CG用語集トップ > 第1章 基礎・座標・色・ディジタル画像

拡大・縮小

概要

拡大・縮小は、図形の各点の座標に倍率をかけて、図形の大きさを変える幾何学的変換である。倍率が1より大きい場合は拡大、1より小さい場合は縮小になる。x方向とy方向で同じ倍率を使えば形の比率は保たれやすいが、軸ごとに異なる倍率を使うと、図形は横長や縦長に変形する。

拡大・縮小の例

詳しい説明

拡大・縮小では、図形を構成する点の座標を基準点からどれだけ離すか、または近づけるかを倍率で決める。基本例では原点を基準にして、x座標やy座標に倍率をかける。x方向に3倍、y方向に2倍のように指定すると、図形は横方向と縦方向で異なる大きさに変わる。

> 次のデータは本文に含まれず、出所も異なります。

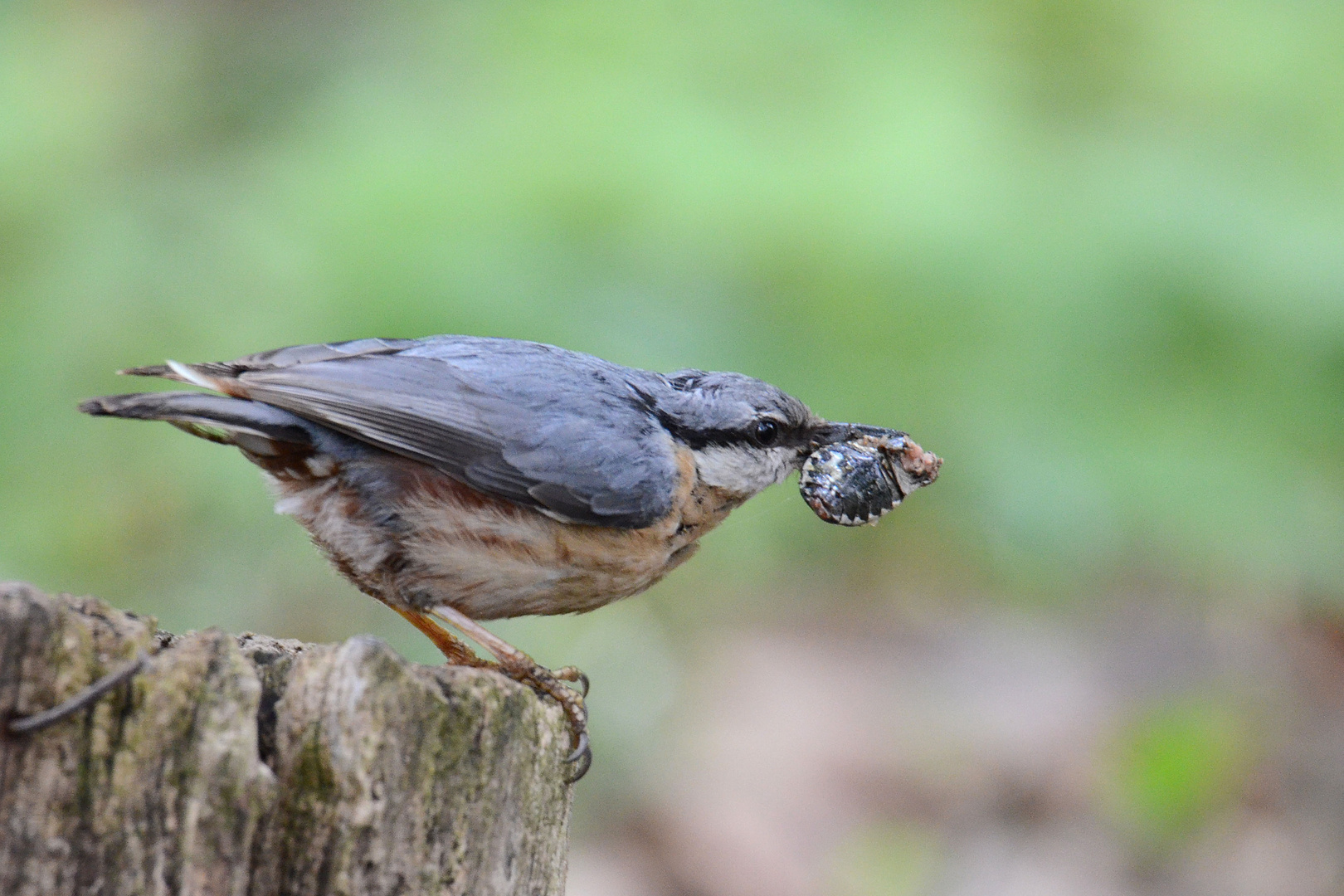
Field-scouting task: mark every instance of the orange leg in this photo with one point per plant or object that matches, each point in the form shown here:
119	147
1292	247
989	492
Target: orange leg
457	653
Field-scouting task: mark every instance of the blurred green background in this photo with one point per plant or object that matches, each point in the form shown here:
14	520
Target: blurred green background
1090	251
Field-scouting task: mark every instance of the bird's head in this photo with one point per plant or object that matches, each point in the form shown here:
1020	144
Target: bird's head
745	433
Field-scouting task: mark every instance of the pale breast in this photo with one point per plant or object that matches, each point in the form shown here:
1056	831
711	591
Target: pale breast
416	535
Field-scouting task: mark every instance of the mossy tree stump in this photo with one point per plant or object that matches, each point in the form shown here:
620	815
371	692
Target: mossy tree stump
249	766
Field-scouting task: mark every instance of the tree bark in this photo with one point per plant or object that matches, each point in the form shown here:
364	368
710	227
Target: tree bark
249	766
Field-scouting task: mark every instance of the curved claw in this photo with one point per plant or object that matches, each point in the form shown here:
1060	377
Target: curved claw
587	757
576	674
581	750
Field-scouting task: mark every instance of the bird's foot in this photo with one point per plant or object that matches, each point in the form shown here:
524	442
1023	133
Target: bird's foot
522	668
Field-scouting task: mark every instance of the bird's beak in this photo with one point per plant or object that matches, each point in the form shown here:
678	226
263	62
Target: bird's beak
830	433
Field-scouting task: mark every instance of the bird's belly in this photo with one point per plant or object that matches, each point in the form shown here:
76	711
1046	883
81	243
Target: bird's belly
441	542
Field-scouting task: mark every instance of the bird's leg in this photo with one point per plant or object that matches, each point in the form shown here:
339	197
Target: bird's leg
455	652
522	668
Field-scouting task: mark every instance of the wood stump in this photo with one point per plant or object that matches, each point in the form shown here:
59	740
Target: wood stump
247	766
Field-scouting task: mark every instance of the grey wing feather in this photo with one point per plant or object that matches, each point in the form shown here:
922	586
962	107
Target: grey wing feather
541	426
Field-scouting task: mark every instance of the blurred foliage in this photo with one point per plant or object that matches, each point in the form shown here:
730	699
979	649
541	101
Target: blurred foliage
1176	765
1092	251
886	860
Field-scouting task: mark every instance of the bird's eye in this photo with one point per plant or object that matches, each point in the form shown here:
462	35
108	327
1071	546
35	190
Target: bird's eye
765	433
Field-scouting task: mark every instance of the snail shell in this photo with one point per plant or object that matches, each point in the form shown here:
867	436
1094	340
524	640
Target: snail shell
850	484
859	481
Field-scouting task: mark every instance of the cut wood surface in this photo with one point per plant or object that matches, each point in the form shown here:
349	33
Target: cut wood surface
249	766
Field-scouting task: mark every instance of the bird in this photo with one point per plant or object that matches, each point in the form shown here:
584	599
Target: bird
465	479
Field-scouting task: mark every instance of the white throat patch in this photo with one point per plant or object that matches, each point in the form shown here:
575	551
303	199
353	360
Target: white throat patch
745	470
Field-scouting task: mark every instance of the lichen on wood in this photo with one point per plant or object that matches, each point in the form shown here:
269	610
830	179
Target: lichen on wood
254	767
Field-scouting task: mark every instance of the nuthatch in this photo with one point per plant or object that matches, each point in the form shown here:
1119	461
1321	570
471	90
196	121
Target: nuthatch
472	479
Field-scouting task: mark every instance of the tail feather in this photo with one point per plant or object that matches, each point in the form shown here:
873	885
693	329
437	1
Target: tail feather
251	426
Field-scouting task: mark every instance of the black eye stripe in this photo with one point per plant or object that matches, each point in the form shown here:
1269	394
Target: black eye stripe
765	433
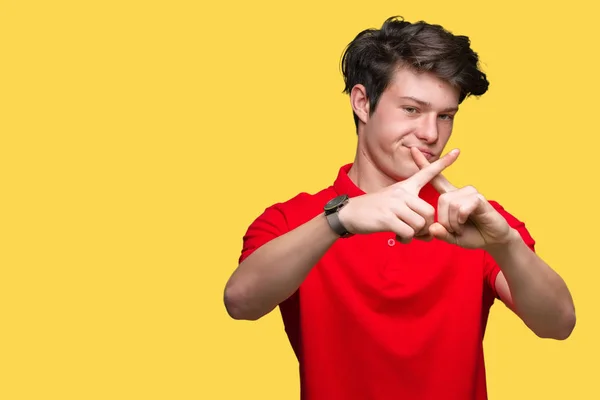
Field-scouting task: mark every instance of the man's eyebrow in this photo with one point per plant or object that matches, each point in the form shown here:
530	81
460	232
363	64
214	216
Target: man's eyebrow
424	103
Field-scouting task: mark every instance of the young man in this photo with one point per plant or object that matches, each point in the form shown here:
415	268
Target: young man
385	279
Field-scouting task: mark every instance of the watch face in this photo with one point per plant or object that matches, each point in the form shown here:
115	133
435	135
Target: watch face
335	202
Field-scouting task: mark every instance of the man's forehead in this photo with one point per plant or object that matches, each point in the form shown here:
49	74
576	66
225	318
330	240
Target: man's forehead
423	86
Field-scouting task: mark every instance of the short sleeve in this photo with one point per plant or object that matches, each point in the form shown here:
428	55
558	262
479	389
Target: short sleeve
266	227
491	268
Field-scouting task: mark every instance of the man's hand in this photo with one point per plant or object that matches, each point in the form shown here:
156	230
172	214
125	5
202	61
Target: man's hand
397	208
465	217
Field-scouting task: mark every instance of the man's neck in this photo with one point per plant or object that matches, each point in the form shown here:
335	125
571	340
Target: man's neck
366	175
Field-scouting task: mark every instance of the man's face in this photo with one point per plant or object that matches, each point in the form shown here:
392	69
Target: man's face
417	109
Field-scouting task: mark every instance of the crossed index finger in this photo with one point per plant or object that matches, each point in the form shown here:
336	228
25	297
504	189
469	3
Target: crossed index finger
429	172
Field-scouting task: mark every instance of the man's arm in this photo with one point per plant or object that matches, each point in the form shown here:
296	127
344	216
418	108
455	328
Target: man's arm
275	270
278	264
533	290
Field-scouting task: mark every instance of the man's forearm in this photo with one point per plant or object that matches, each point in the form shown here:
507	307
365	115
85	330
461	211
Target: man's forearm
275	271
539	295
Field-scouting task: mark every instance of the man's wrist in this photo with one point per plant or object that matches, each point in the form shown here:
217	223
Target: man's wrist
506	245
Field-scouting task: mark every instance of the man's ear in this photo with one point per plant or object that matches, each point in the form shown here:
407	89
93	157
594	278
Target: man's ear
360	102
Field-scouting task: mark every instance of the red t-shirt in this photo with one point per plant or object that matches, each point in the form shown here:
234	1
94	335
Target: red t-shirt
378	320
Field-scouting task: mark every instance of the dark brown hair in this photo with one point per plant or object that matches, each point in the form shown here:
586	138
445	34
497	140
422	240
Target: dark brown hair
374	54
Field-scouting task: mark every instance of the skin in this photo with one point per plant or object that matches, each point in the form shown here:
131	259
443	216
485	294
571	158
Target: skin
409	129
399	150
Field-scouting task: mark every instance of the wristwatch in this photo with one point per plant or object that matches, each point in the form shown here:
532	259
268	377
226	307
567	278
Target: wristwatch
332	208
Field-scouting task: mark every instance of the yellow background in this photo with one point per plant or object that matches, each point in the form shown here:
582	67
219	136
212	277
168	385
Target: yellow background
140	138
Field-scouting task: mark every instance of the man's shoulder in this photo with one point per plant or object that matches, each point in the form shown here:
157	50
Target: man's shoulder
303	206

重要なのは、拡大・縮小には基準点があるという点である。原点を基準に拡大すると、図形は大きくなるだけでなく、原点から離れる方向にも移動したように見えることがある。図形の中心を基準に拡大したい場合は、平行移動と組み合わせる必要がある。したがって、拡大・縮小は単独の変換としてだけでなく、合成変換の一部として理解するとよい。

CG制作との関係

CG制作では、モデルや図形のサイズ調整に拡大・縮小が使われる。小物を大きく見せる、背景パーツのサイズを変える、ロゴや図形を引き伸ばすといった操作が該当する。軸ごとの倍率を変えると、元の形の比率が変わるため、意図しない変形に注意が必要である。

ゲーム開発との関係

ゲーム開発では、スプライトやUIを大きく表示する、敵のサイズを変える、エフェクトを時間とともに拡大する、といった処理に関係する。3Dモデルでも、ローカルスケールを変えることで表示サイズを変更できる。ただし、当たり判定や物理計算と見た目のスケールがずれる場合があるため、実装では注意が必要である。

制作・実装での例

選択中のUIボタンを1.2倍にして目立たせる処理は、拡大の例である。x方向だけを大きくすると、正方形は横長の長方形になり、円は楕円のように見える。モデルの中心ではなく原点を基準に拡大すると、見た目の位置も変わることがある。

検定対策ポイント

拡大・縮小は、大きさを変える変換である。平行移動は位置だけを変え、回転は中心のまわりに向きを変える。倍率が1より大きいか小さいか、軸ごとに同じ倍率か異なる倍率か、基準点がどこかを意識すると判断しやすい。